Ther was a silence of a quarter of a minute. Mrs. Rivers fidgeted with the fire-screen. Then she said:

“So you intend to betray me?”

At this poor Cardyne was more hopelessly bewildered than ever.

“Good God, no!” he said: “of course I can only do what you decide. The matter is entirely in your hands; but surely—”

Mrs. Rivers stopped him with a gesture.

“I absolutely forbid you to say a word. I will decide the matter, and I will let you know; but, understand me, except with my express permission, I rely upon your honour to keep the secret for ever, if I wish it.”

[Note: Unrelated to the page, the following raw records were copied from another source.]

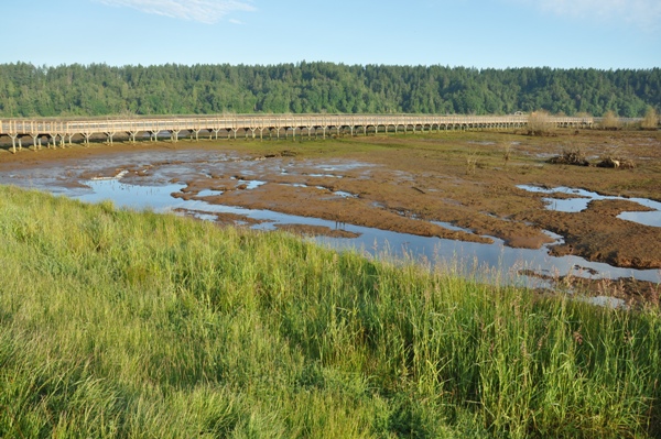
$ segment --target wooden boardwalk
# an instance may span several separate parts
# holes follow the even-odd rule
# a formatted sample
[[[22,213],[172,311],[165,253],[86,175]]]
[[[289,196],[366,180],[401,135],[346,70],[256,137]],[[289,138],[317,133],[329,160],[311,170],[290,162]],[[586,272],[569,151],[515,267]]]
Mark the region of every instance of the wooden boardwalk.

This at least Cardyne could understand, and he gave the promise with unquestionable earnestness. But he was to realize that a man placed in such a position, with honour tearing him in two opposite ways, is condemned to the worst anguish which the devil knows how to inflict.

However, he had given his word—a quite unnecessary proceeding, if only Mrs. Rivers had known it—and it only remained for him to try and make her see the matter from the point of view from which he himself regarded it. He could not bring himself to believe that she would refuse. This continual appeal resulted in almost daily scenes. Cardyne, with the best of intentions, was not a tactful person, and in season and out of season he presented the case to Mrs. Rivers from a standpoint she never understood, and never could have understood. She in turn, driven to bay like an animal, wholly failed to see that in this matter Cardyne's secrecy might be trusted to his death, and shook with terror as the date for the execution drew on. These two wretched souls, during the last fortnight in July, fought out this dreary fight between themselves, until poor Cardyne came to wonder how it was that he had ever in the wildest moment of infatuation cared for such a woman as Mrs. Rivers daily proved herself to be.